Diskusi Rabuan Series yang digelar Tenaga Ahli Gubernur (TAG) Jambi bersama Dinas Kebudayaan dan Pariwisata Provinsi Jambi, Rabu (23/7/2025), membuka lagi luka lama itu. Potensi banyak, strategi minim. Wisata bukan soal objek, tapi cara menjualnya. Dan Jambi masih gagal di titik itu.
Ketua TAG Jambi, Dr. Syahrasaddin, membuka diskusi dengan nada serius. Jambi, katanya, sudah diberikan anugerah alam luar biasa. Tapi wisatawan mancanegara (wisman) yang datang bisa dihitung jari.
"Coba lihat Sungai Air Itam. Airnya hitam. Masyarakat bilang bisa bikin awet muda. Tapi siapa yang menarasikan itu? Kalau di Bali, itu sudah jadi legenda," katanya.
Bukan hanya itu. Di kawasan Candi Muaro Jambi, ada sumur tua berusia 1.200 tahun.
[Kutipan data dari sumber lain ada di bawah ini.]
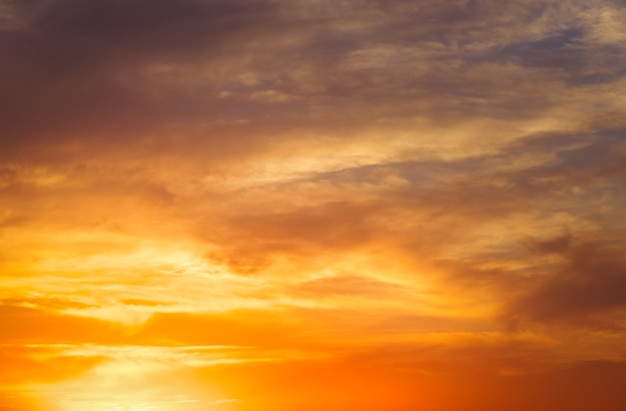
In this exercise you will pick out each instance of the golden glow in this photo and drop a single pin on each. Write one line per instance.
(294, 205)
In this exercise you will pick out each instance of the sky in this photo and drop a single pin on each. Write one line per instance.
(295, 205)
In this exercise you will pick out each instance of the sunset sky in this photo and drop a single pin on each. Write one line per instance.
(304, 205)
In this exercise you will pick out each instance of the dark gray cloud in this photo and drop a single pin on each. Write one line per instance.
(590, 283)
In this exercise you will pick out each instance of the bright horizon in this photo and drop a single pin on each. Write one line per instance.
(298, 205)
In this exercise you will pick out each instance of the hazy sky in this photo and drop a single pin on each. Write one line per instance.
(298, 205)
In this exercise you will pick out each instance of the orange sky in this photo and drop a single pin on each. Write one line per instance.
(298, 205)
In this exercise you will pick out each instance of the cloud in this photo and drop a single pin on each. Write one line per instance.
(587, 285)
Tapi jarang disebut, apalagi dijual dalam paket wisata yang menarik. Di Kerinci, spot-spot alam sudah melebihi standar dunia. Tapi citranya tak sempat mendunia.
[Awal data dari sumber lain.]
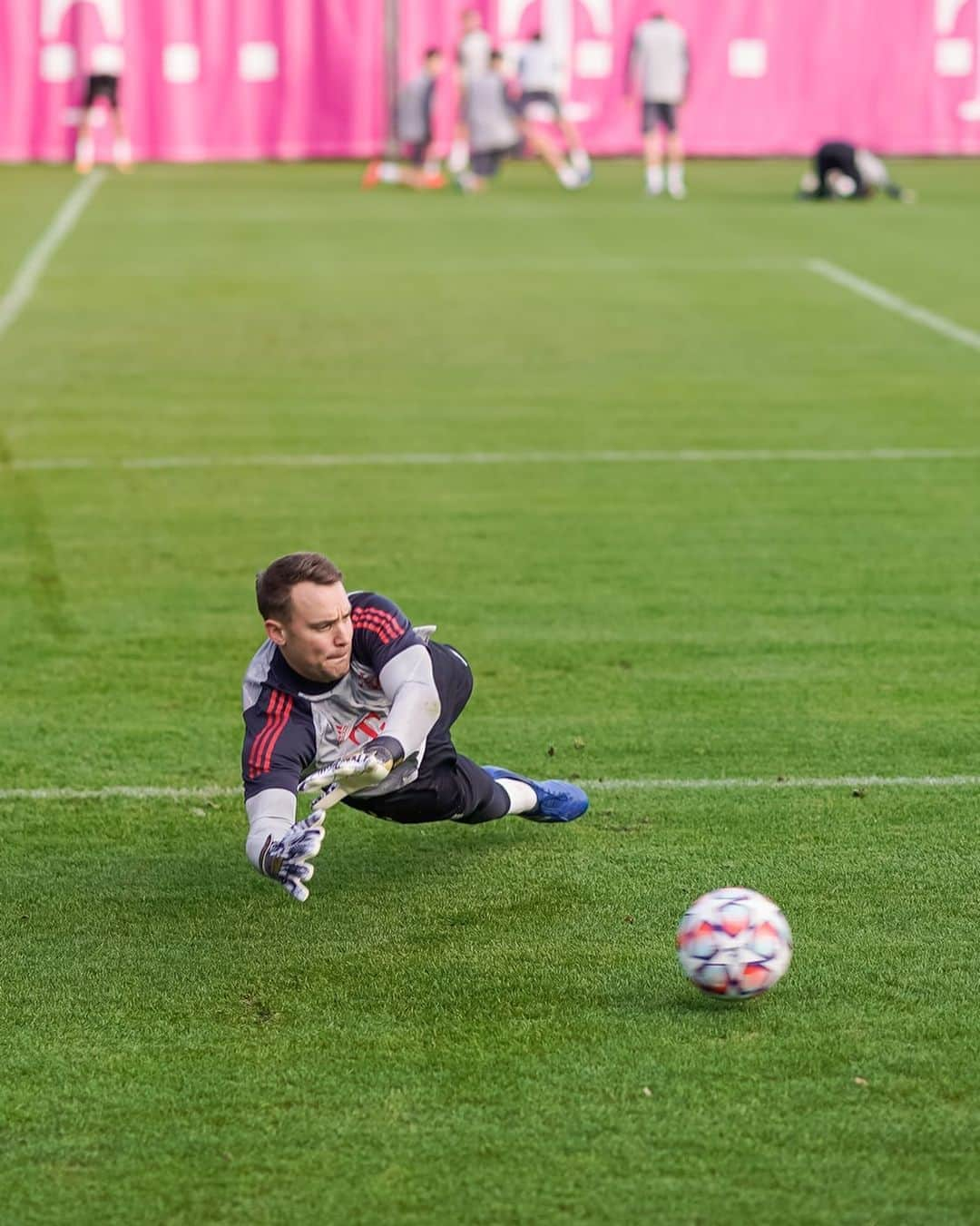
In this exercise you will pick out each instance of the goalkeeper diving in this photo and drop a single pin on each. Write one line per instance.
(348, 702)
"Kita lemah di narasi. Kita kuat di objek," tandas Syahrasaddin.

Menurutnya, strategi pemasaran pariwisata Jambi masih terjebak pada pola konvensional. Pameran tanpa pendekatan digital. Brosur dicetak, tapi tidak masuk ke mesin pencarian Google. Logo dibuat, tapi tidak punya daya gugah di Instagram.
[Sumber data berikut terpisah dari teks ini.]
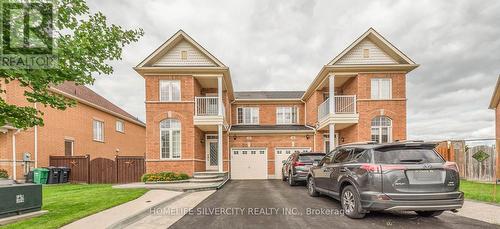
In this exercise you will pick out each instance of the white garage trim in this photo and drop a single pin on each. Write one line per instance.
(233, 168)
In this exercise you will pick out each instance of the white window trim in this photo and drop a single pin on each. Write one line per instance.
(103, 127)
(123, 126)
(243, 119)
(380, 88)
(170, 143)
(292, 109)
(169, 91)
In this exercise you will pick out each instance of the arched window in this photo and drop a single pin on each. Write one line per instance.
(170, 139)
(381, 129)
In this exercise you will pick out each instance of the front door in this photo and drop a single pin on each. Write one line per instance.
(211, 150)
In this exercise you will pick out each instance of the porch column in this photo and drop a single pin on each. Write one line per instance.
(219, 148)
(219, 95)
(331, 93)
(331, 137)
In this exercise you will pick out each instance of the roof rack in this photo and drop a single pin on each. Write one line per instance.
(359, 143)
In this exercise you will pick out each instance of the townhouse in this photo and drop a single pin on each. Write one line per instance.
(495, 105)
(196, 122)
(94, 126)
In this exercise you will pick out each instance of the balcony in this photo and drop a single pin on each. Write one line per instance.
(206, 113)
(344, 112)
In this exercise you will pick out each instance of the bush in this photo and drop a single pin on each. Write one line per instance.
(4, 173)
(164, 176)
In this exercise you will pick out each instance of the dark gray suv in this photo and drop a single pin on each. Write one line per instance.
(397, 176)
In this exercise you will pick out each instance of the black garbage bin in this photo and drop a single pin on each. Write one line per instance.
(63, 174)
(29, 177)
(53, 175)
Padahal, dunia hari ini sudah berubah. Wisatawan mencari lewat YouTube, bukan lewat agen perjalanan. Mereka ingin cerita, bukan sekadar folder promosi.
"Infrastruktur memang kendala. Tapi jangan jadikan alasan berhenti menjual. Yang harus diubah adalah cara memasarkan, bukan sekadar memperbaiki jalan," ujar Syahrasaddin.
Paradigma yang dibangun dalam diskusi itu sangat tegas. Jika ingin Jambi jadi destinasi internasional, maka yang harus berubah bukan hanya jalan dan toilet. Tapi cara berpikir.
"Pejabat Jambi harus ubah mindset. Bukan kita yang keliling luar negeri. Tapi bagaimana orang asing kita datangkan ke Jambi," katanya.
TAG mengusulkan agar pemerintah daerah berani membuat strategi digital marketing berbasis permintaan khusus (demand-driven tourism). Misalnya, jualan khusus untuk penyuka trekking hutan hujan tropis, penggemar wisata sejarah kuno, hingga wisata spiritual berbasis legenda lokal.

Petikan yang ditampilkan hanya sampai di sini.